= Interest Equalization Tax =

Interest Equalization Tax was a domestic tax measure implemented by U.S. President John F. Kennedy in July 1963. It was meant to make it less profitable for U.S. investors to invest abroad by taxing the purchase of foreign securities. The design of the tax was to reduce the balance-of-payment deficit. Originally intended to be a temporary tax, it lasted until 1974.

==Purpose==
The purpose of the tax was to decrease the balance of payments deficit in the US. This was achieved conceptually by making investments in foreign securities less appealing. By increasing the price of the security, investors will buy fewer of them, all else equal. With fewer domestic investors purchasing foreign securities, capital outflows will be lower, thereby reducing the balance-of-payments deficit. The equation for the balance of payments is:
 $\text{BOP} = \text{current account} + \text{capital account} \pm \text{balancing item} \,$
The identity for the capital account is:
$$\begin{align}
 \mbox{Capital account} & = \mbox{Change in foreign ownership of domestic assets} \\
   & - \mbox{Change in domestic ownership of foreign assets} \\

\end{align}$$
So when capital outflows decrease, the capital account increases. When the capital account increases, the balance-of-payments increases.

==Dates effective==
The tax was effective on purchases made after July 18, 1963. It was scheduled to expire on January 1, 1966, but was extended multiple times, and eventually abolished in January 1974.

==Amount of the tax==
- For foreign stocks, the tax is 15% of the price
- For debt obligations there is a range between the following bounds:
1. For debt obligations having 3 to 3.5 years remaining until maturity, the tax is 2.75% of purchase price
2. For debt obligations having 28.5 years remaining until maturity, the tax is 15% of purchase price

==Exemptions==
- Debt obligations with less than 3 years remaining until maturity
- Investments in developing countries
- Investments that result in the U.S. citizen owning a 10% or more voting stock in the foreign corporation
- Debt obligations that were issued to a U.S. person in order for that foreign corporation to purchase U.S.-produced goods
- Foreign securities that would endanger international monetary stability. The President will determine if any foreign securities qualify for this exemption.

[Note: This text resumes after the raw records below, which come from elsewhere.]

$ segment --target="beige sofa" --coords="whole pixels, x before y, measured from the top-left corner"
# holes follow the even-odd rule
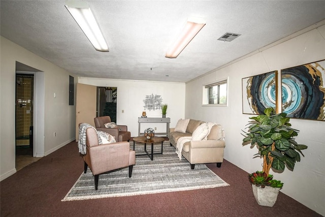
[[[200,120],[190,119],[185,133],[175,132],[170,128],[169,140],[175,148],[177,141],[182,137],[190,137],[199,126],[204,123]],[[225,146],[223,131],[221,125],[214,125],[207,136],[207,139],[189,141],[184,143],[182,156],[190,164],[193,169],[196,164],[216,163],[220,167],[223,162],[223,149]]]

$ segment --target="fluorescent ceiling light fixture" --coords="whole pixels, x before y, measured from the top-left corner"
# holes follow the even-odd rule
[[[108,46],[89,7],[82,3],[75,7],[65,6],[95,49],[108,52]]]
[[[201,18],[189,18],[183,30],[173,46],[168,49],[165,56],[176,58],[205,25],[205,21]]]

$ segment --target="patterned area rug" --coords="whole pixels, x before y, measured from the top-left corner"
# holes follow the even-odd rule
[[[133,142],[130,142],[133,148]],[[136,154],[145,153],[144,145],[136,144]],[[151,145],[147,149],[150,153]],[[160,144],[154,145],[154,153],[161,151]],[[89,169],[83,172],[62,201],[123,197],[162,192],[187,191],[229,185],[204,164],[191,170],[187,161],[180,161],[175,149],[164,142],[162,154],[136,157],[132,177],[128,168],[100,175],[98,190],[95,191],[94,177]]]

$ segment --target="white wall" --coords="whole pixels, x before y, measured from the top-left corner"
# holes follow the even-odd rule
[[[171,127],[175,127],[179,118],[184,118],[185,83],[156,81],[134,81],[79,78],[79,82],[97,86],[117,87],[116,122],[127,126],[131,136],[138,136],[138,118],[144,111],[143,100],[146,96],[160,95],[162,104],[167,104],[166,117],[171,118]],[[122,113],[122,110],[124,113]],[[161,110],[145,110],[148,117],[161,117]],[[166,131],[166,124],[141,124],[141,132],[150,127],[156,132]]]
[[[45,112],[44,154],[47,155],[75,139],[75,106],[69,105],[69,73],[18,45],[1,37],[0,99],[0,178],[7,178],[15,169],[16,61],[44,72]],[[75,77],[75,82],[78,78]],[[54,92],[57,97],[53,97]],[[56,132],[56,136],[53,133]],[[34,144],[37,145],[37,144]]]
[[[241,130],[253,116],[242,114],[242,78],[324,59],[324,38],[322,25],[186,83],[185,117],[221,123],[225,130],[224,159],[248,173],[262,170],[262,159],[253,159],[257,148],[242,145]],[[202,86],[227,77],[229,106],[202,106]],[[325,121],[292,119],[290,122],[300,131],[296,141],[308,146],[305,157],[294,171],[271,172],[284,182],[282,192],[325,215]]]

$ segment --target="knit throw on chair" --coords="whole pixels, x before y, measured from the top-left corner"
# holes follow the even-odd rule
[[[88,128],[91,128],[95,129],[96,133],[97,130],[91,125],[87,123],[81,123],[79,126],[79,140],[78,141],[78,148],[79,149],[79,152],[82,154],[86,154],[87,152],[86,140],[86,130]],[[97,134],[97,138],[100,144],[102,144],[102,139],[100,135]]]

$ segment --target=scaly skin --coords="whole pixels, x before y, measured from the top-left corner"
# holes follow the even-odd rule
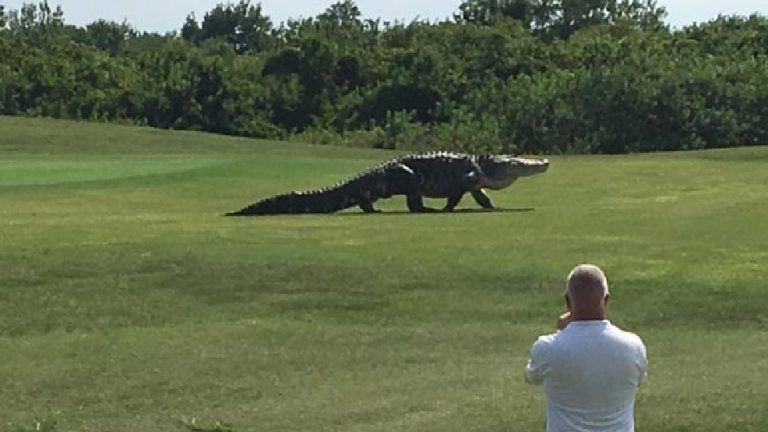
[[[333,186],[275,195],[227,216],[333,213],[353,206],[372,213],[377,211],[374,202],[393,195],[405,195],[411,212],[436,211],[424,206],[423,197],[447,198],[443,211],[452,211],[466,193],[481,207],[493,208],[483,189],[503,189],[519,177],[544,172],[548,167],[546,159],[510,155],[409,154]]]

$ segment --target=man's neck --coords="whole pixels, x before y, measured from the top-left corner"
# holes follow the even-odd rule
[[[572,313],[571,321],[602,321],[605,319],[605,313]]]

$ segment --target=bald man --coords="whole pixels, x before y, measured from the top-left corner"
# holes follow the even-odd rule
[[[635,392],[648,361],[643,341],[605,319],[608,281],[582,264],[565,284],[566,313],[558,331],[541,336],[525,367],[543,385],[547,432],[632,432]]]

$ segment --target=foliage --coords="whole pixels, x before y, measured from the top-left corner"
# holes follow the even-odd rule
[[[0,9],[0,114],[378,148],[624,153],[768,142],[768,18],[669,29],[653,0],[467,0],[382,23],[351,0],[181,31]],[[350,139],[348,137],[354,137]]]

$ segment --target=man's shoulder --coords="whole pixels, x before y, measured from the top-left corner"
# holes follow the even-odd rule
[[[532,352],[537,352],[539,354],[543,354],[547,351],[549,351],[552,344],[554,344],[555,340],[557,339],[557,335],[560,332],[550,333],[539,336],[536,341],[533,343],[533,346],[531,347]]]
[[[624,330],[614,324],[610,324],[609,328],[613,333],[614,337],[622,340],[624,343],[628,345],[645,347],[645,344],[643,343],[643,339],[636,333]]]

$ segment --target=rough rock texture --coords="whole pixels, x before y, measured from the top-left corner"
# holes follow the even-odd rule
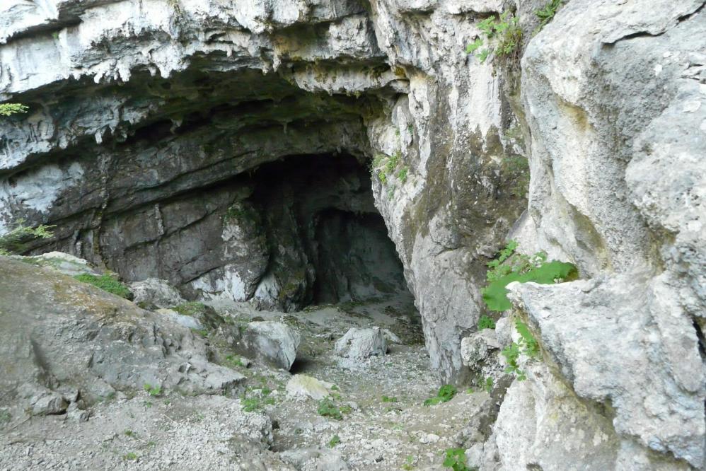
[[[129,289],[134,296],[132,301],[135,304],[141,303],[146,306],[166,308],[186,302],[179,291],[163,279],[148,278],[131,284]]]
[[[0,231],[57,224],[35,252],[294,310],[398,284],[363,250],[374,204],[444,382],[510,232],[584,281],[514,289],[543,361],[475,455],[702,468],[704,1],[571,0],[534,35],[545,3],[9,0],[0,99],[30,110],[0,122]],[[507,9],[521,62],[465,54]]]
[[[300,399],[311,397],[319,400],[331,395],[330,383],[320,381],[308,375],[294,375],[287,383],[287,393]]]
[[[203,340],[49,268],[0,257],[3,405],[63,412],[145,384],[221,393],[244,377],[210,363]]]
[[[341,356],[364,360],[373,355],[387,353],[387,342],[380,327],[369,329],[352,327],[336,342],[336,354]]]
[[[573,0],[527,47],[517,233],[592,279],[513,288],[550,368],[502,406],[508,467],[566,469],[567,452],[577,469],[706,466],[703,4]],[[580,428],[555,442],[552,414]]]
[[[300,336],[282,322],[272,320],[248,322],[233,346],[243,355],[289,370],[296,358]]]
[[[301,252],[252,231],[247,173],[294,155],[399,156],[376,205],[434,370],[462,377],[485,257],[524,204],[508,190],[526,176],[508,165],[523,153],[502,93],[515,81],[463,52],[499,2],[50,4],[3,6],[0,98],[30,111],[0,122],[0,231],[56,223],[37,251],[296,308],[313,272],[267,272]],[[231,207],[246,220],[225,223]]]

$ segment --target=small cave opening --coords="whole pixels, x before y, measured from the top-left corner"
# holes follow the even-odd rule
[[[250,217],[265,236],[250,252],[266,254],[253,292],[260,308],[393,297],[413,303],[364,159],[289,156],[262,165],[249,180],[252,193],[229,211]]]

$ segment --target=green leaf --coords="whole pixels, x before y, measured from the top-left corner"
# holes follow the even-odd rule
[[[478,39],[475,40],[475,41],[473,41],[473,42],[471,42],[470,44],[469,44],[468,46],[465,47],[465,53],[473,54],[479,47],[480,47],[482,45],[483,45],[483,40],[479,37]]]
[[[481,293],[483,301],[490,310],[503,311],[512,307],[507,298],[506,286],[513,281],[526,283],[533,281],[540,284],[552,284],[556,280],[563,280],[576,272],[576,267],[571,263],[552,260],[530,269],[526,273],[513,272],[492,281]]]

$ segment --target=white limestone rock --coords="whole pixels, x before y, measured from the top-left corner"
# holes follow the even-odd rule
[[[320,400],[331,395],[333,384],[308,375],[294,375],[287,383],[287,395],[296,399],[311,397]]]
[[[282,322],[248,322],[236,349],[250,358],[289,370],[296,358],[301,336]]]

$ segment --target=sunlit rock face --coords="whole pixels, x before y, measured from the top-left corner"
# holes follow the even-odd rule
[[[0,124],[0,230],[21,218],[56,224],[57,240],[35,251],[293,309],[368,289],[318,285],[307,264],[324,262],[292,248],[301,276],[288,285],[271,237],[224,223],[250,204],[247,175],[291,156],[345,154],[363,166],[398,156],[385,183],[365,183],[377,211],[329,212],[314,239],[367,227],[377,240],[366,214],[381,214],[434,369],[463,378],[461,336],[479,315],[486,257],[524,204],[523,192],[503,189],[526,178],[507,165],[523,150],[505,75],[463,52],[478,16],[497,5],[6,3],[0,98],[30,110]],[[366,277],[361,286],[381,279]],[[279,298],[288,286],[294,293]]]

Canadian-issued securities were the only initial exemption from the tax in 1963
- Debt obligations acquired by commercial banks to make loans (deposits, etc.)
- Insurance companies who invest in foreign securities with premiums collected from foreigners
- Labor unions that invest in foreign securities with the money from dues collected abroad from foreign members
- Investment banks that underwrite foreign securities are exempt from the tax when they acquire and resell such securities from the corporation
- U.S.-controlled foreign corporations (>50% owned by U.S. persons and registered on U.R. securities exchanges)

==Estimated revenue==
The tax was expected to raise $30 million per year.

==Effect on the deficit==
As the original intent of the Interest Equalization Tax was the reduce the balance-of-payments deficit, a majority consider the tax successful.
- Between 1961 and 1964, the deficit averaged $2.5 billion
- In the years 1965 to 1966, the deficit averaged $1.1 billion
- In 1967, the deficit was $3.5 billion
- In 1968, there was a surplus of $93 million
Since many factors influence the balance-of-payments account, the effect of the tax is unclear. However, there was a positive trend in the years after it was enacted.

==Effect on financial markets==
The interest equalization tax "brought American investment activity in foreign markets to a virtual standstill." However, financial markets responded over time with massive evasion of the tax, along with the development of the eurodollar market.